Today the National Public Pension Coalition released a new report titled A School’s Choice: Retirement Security for Charter School Teachers. The report focuses on states where public charter schools have the option of participating in a public pension plan or offering their teachers an alternative retirement plan. In all states reviewed for the report, the alternative retirement plans offered by some charter schools fail to provide an adequate retirement for teachers and other school employees.
Not all states allow charter schools to choose what type of retirement plan to offer their employees. Forty-three states have authorized public charter schools and in twenty-three of those states, the charter schools are required to participate in the applicable public pension plan.
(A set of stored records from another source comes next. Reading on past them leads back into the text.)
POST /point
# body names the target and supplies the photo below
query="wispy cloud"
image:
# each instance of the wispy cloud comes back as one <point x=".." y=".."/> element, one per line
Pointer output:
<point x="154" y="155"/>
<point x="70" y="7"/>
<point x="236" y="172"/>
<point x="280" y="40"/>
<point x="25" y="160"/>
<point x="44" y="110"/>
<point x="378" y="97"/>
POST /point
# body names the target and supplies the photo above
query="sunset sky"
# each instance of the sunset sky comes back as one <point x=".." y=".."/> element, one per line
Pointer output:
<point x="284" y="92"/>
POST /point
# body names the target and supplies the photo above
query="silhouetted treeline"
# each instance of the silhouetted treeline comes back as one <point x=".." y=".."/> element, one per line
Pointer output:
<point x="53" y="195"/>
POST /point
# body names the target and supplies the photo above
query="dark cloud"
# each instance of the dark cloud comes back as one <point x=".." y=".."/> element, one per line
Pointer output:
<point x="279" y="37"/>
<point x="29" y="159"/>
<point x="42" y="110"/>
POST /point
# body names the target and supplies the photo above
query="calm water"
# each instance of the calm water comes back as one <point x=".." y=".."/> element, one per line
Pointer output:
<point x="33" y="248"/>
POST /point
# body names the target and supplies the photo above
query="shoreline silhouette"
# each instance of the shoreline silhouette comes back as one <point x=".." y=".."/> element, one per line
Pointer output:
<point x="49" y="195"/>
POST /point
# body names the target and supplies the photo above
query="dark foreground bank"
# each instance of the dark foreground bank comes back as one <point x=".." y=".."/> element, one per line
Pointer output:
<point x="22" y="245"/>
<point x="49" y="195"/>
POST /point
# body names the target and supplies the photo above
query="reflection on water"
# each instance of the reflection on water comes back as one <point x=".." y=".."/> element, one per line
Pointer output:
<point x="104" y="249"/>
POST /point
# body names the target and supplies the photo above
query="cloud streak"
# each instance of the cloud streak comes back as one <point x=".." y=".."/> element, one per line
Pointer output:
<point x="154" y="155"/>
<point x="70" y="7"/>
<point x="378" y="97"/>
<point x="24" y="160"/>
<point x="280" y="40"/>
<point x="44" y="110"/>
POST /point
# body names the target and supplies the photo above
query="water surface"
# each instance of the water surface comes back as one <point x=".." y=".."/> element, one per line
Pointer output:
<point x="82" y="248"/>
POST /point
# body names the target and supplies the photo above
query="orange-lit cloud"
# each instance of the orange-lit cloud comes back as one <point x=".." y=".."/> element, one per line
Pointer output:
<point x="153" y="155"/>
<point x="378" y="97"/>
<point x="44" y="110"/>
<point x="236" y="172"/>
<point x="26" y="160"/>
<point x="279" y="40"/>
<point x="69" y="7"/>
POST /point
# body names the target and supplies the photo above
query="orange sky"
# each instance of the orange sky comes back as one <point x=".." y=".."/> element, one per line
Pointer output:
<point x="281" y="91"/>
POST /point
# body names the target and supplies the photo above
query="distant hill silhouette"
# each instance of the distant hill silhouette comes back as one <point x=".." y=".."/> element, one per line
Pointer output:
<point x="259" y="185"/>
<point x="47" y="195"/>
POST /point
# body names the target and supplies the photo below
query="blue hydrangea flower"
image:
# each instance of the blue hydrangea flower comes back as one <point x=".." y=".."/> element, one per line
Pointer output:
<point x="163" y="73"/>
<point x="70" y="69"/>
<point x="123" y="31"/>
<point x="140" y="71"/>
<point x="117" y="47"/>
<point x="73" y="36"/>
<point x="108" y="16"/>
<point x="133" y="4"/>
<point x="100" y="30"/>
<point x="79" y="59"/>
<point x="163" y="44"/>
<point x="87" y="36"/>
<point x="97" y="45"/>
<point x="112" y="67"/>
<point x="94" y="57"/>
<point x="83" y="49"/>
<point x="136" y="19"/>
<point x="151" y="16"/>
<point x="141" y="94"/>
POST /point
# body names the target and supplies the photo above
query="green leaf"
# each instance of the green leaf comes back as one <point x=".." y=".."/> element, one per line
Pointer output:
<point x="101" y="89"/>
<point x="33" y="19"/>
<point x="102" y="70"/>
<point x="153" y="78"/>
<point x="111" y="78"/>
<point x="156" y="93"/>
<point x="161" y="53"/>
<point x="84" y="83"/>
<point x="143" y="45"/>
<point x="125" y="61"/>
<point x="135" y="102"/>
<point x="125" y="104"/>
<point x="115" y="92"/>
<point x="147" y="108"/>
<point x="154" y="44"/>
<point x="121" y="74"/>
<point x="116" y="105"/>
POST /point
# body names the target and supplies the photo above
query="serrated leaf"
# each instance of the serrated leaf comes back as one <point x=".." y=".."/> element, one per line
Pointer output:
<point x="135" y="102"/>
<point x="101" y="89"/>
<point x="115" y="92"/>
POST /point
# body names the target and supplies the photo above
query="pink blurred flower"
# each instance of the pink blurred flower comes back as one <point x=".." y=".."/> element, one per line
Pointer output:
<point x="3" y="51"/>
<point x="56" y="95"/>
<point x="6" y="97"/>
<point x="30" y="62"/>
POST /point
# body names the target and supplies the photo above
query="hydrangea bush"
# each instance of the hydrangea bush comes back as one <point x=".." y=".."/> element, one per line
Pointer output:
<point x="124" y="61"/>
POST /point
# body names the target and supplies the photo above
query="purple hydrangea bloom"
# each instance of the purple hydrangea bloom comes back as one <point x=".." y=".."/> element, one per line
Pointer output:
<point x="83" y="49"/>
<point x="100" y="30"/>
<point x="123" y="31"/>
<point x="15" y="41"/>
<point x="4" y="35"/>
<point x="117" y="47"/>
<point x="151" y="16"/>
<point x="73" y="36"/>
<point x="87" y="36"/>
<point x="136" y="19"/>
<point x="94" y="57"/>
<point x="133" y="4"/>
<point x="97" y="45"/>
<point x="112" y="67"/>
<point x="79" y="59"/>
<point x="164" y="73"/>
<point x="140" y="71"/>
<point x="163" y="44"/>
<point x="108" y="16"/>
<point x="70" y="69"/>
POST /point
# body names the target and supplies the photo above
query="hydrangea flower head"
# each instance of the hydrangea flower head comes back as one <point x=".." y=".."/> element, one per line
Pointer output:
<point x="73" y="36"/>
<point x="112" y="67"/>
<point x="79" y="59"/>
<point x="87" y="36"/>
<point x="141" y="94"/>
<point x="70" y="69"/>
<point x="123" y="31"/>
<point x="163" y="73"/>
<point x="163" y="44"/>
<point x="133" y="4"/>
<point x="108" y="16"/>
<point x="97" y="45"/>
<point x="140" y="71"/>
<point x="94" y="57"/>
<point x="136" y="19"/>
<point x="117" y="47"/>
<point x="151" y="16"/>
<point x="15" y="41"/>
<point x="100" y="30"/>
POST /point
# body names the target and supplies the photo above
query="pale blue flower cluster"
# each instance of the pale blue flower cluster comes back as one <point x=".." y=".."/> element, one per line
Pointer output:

It is only in the remaining twenty states that charters are given a choice. The report focuses on eight of those twenty states: California, Florida, Indiana, Louisiana, Michigan, North Carolina, Pennsylvania, and Wisconsin.
The report finds there is wide variation in the levels of participation in public pension plans. In states like California, the levels of participation are very high (89 percent of charters participate), whereas in states like Florida and Michigan, participation is very low (12 percent of charter schools in each state participate). For charters that opt out of the public pension plan, many offer 401(k)-style defined contribution plans, but some offer no retirement plan at all. Almost every alternative retirement plan reviewed for this report would leave a teacher short of the retirement income replacement level recommended by experts, even under the ideal conditions of a teacher taking full advantage of their employer match and earning a 6 percent return every year prior to retirement.
All teachers and public school employees deserve access to a secure and reliable retirement. Traditional public pension plans provide that. When states allow charter schools to choose not to participate in these pension plans, they deny teachers and other school employees access to a secure retirement. States must consider the impact that this lack of participation is having on our educators and on the long-term financial stability of public pension plans.